Computation Workflow Implemented in the Tool
The process begins by factoring n using trial division, then computing Euler’s totient φ(n). Next, φ(n) is factored and only its distinct prime divisors are retained. A candidate g is accepted when gcd(g,n)=1 and, for every prime q dividing φ(n), the modular power g^(φ(n)/q) is not congruent to 1 (mod n). This standard test avoids enumerating all powers of g.
Reading Results: Orders, Counts, and Exports
When primitive elements exist, every listed g has order exactly φ(n), so the Order column matches φ(n) by design. The theoretical number of primitive elements equals φ(φ(n)), shown beside your run statistics.

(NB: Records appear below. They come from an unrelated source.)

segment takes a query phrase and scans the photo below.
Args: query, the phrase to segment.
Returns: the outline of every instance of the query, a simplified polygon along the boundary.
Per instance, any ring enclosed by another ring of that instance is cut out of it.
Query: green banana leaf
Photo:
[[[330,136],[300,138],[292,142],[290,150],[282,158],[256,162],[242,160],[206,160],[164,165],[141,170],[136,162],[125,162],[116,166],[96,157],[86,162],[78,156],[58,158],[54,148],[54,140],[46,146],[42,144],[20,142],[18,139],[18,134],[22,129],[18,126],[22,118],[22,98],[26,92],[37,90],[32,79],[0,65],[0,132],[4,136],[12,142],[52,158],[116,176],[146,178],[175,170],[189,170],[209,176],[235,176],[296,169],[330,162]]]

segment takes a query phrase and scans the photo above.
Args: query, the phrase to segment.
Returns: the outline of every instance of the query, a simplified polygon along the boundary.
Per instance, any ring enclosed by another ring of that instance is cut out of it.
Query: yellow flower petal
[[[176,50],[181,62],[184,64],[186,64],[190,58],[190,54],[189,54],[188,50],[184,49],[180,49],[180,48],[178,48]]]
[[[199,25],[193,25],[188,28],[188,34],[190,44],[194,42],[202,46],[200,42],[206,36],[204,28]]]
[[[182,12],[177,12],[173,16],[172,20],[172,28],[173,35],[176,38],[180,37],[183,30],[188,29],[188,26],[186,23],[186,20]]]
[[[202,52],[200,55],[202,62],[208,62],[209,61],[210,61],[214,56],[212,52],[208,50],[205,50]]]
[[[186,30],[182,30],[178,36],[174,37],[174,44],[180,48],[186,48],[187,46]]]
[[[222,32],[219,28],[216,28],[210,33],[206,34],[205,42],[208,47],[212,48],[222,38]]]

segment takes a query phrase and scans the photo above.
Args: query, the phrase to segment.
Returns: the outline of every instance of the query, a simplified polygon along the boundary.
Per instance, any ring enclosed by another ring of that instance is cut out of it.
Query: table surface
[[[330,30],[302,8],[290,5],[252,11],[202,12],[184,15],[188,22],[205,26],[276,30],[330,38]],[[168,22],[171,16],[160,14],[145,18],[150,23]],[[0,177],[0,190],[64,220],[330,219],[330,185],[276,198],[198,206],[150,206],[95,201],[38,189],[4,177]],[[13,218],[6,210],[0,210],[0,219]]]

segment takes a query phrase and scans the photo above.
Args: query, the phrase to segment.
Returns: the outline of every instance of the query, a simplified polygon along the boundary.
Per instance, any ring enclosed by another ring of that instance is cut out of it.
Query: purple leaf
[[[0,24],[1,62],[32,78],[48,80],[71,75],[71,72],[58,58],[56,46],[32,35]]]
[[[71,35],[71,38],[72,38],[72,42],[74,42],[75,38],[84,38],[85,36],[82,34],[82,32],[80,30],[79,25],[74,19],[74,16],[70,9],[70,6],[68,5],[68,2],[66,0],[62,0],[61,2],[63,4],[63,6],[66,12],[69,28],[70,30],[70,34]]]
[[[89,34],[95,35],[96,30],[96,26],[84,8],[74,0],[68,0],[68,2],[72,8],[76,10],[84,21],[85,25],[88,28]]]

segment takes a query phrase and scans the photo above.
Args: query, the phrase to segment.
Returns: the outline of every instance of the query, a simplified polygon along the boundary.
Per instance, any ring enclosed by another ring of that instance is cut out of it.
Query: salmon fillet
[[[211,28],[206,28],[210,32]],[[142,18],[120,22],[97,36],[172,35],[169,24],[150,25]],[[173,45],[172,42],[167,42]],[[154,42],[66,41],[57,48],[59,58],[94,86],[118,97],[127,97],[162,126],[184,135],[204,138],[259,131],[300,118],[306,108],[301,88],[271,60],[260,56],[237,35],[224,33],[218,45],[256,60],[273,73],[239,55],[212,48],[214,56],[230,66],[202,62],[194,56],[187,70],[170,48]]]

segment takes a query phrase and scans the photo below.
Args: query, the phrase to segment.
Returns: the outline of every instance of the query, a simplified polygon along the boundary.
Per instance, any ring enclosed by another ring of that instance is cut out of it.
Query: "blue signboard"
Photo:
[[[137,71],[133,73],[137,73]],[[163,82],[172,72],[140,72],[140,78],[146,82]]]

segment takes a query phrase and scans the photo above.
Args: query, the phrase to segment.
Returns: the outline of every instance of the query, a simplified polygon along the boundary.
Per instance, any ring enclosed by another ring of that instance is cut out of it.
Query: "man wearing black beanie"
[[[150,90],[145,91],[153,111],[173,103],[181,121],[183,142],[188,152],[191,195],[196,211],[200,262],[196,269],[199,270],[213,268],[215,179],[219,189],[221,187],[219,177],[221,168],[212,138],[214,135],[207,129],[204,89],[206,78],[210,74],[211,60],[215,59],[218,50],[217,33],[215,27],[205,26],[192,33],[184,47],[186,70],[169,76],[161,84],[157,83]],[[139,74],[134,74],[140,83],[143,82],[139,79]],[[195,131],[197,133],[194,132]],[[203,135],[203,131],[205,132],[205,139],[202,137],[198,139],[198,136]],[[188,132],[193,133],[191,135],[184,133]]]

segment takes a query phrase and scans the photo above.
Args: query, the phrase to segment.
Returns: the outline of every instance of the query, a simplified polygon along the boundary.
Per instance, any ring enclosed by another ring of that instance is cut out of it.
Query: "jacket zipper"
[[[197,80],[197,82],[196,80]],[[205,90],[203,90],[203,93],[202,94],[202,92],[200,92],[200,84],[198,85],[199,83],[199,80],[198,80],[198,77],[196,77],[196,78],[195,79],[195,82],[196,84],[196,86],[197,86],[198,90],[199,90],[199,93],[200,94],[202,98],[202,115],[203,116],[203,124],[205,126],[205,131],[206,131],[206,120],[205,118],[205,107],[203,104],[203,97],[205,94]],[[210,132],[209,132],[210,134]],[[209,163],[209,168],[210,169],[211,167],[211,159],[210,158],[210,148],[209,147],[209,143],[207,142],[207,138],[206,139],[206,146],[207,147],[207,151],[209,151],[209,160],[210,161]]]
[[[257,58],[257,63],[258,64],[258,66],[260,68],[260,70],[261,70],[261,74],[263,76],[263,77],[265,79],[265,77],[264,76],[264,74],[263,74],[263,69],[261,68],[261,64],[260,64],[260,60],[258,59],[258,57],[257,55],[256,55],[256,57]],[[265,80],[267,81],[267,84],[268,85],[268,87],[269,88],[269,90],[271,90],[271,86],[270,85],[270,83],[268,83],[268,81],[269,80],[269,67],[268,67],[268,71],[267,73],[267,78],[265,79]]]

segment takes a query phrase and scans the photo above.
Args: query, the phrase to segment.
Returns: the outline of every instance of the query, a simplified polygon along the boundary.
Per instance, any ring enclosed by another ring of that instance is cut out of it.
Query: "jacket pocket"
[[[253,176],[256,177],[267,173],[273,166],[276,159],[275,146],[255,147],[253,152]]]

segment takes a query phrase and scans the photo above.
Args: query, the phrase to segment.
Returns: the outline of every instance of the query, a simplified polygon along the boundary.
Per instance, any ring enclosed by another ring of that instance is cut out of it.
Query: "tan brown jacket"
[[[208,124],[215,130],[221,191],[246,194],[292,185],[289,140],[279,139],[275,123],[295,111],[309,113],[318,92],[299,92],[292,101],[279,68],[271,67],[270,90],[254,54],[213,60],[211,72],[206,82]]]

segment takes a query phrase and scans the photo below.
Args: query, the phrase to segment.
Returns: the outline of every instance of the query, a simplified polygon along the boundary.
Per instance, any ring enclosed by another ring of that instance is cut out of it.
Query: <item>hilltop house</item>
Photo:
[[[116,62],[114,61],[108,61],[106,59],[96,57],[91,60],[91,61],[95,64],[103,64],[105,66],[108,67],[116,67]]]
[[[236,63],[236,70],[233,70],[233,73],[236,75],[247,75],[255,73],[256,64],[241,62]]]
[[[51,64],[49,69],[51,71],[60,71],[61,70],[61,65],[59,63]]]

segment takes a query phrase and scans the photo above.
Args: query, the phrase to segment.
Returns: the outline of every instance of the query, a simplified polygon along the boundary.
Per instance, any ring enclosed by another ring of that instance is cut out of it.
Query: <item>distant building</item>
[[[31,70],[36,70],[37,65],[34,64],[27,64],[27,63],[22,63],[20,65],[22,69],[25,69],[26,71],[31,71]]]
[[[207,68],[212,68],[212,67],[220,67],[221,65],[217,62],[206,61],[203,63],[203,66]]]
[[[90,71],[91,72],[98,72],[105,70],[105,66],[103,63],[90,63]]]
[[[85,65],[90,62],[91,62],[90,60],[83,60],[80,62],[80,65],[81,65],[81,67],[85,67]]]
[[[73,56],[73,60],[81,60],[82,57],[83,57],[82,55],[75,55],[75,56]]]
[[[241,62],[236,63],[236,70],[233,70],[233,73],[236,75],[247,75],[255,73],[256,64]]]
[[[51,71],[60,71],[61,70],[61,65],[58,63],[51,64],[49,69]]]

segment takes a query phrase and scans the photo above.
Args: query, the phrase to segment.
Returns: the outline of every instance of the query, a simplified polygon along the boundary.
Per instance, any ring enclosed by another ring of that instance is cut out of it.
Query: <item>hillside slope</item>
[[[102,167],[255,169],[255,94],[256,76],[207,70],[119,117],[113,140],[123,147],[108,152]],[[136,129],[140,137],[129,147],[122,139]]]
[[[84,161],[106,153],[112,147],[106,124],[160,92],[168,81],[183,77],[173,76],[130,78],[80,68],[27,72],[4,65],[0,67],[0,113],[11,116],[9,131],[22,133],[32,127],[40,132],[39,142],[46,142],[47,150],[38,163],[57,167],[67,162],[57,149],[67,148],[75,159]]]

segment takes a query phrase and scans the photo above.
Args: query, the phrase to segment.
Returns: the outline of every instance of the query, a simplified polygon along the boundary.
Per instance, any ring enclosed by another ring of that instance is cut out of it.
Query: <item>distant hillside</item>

CSV export lists each primitive element with its order, while the PDF report summarizes inputs, timing, and the same generator test, making it suitable for assignments and documentation.
Performance Controls and Verification Tips
Search cost depends on the candidate range and the number of prime factors of φ(n). Use a narrow range first, enable “find only the first” to get one generator quickly, then expand if you need a longer list. The Max candidates cap prevents excessive runtimes for large n. To verify a reported generator, confirm that g^(φ(n)/q) ≠ 1 (mod n) for each prime q|φ(n), and optionally spot-check that powers of g cover many residues.
1) What is a primitive element modulo n?
It is a unit g whose powers generate every value that is coprime to n. Equivalently, g has multiplicative order φ(n) in U(n).
2) Why do some moduli show that primitive elements are not available?
Generators exist only when the unit group is cyclic: n equals 2, 4, p^k, or 2·p^k with odd prime p. For other n, no single g generates all units.
3) How does the calculator compute φ(n)?
It factors n and applies φ(n)=n·∏(1−1/p) over distinct prime divisors p. This is reliable for all positive n and avoids listing coprime residues one by one.
4) Why is the test based on g^(φ(n)/q) not equaling 1?
If g had smaller order, that order would divide φ(n), so g^(φ(n)/q)=1 for some prime divisor q of φ(n). Failing this condition for every q forces the full order φ(n).
5) How can I make the search faster for larger n?
Start the candidate range near 2, enable “find only the first”, and keep the results limit small. Raising Max candidates increases coverage but also time; use it only when needed.
6) For prime n, is this the same as finding primitive roots?
Yes. When n is prime, U(n) has size n−1 and is cyclic, so any primitive element is a primitive root modulo n. The tool simply generalizes the same idea to valid composite moduli.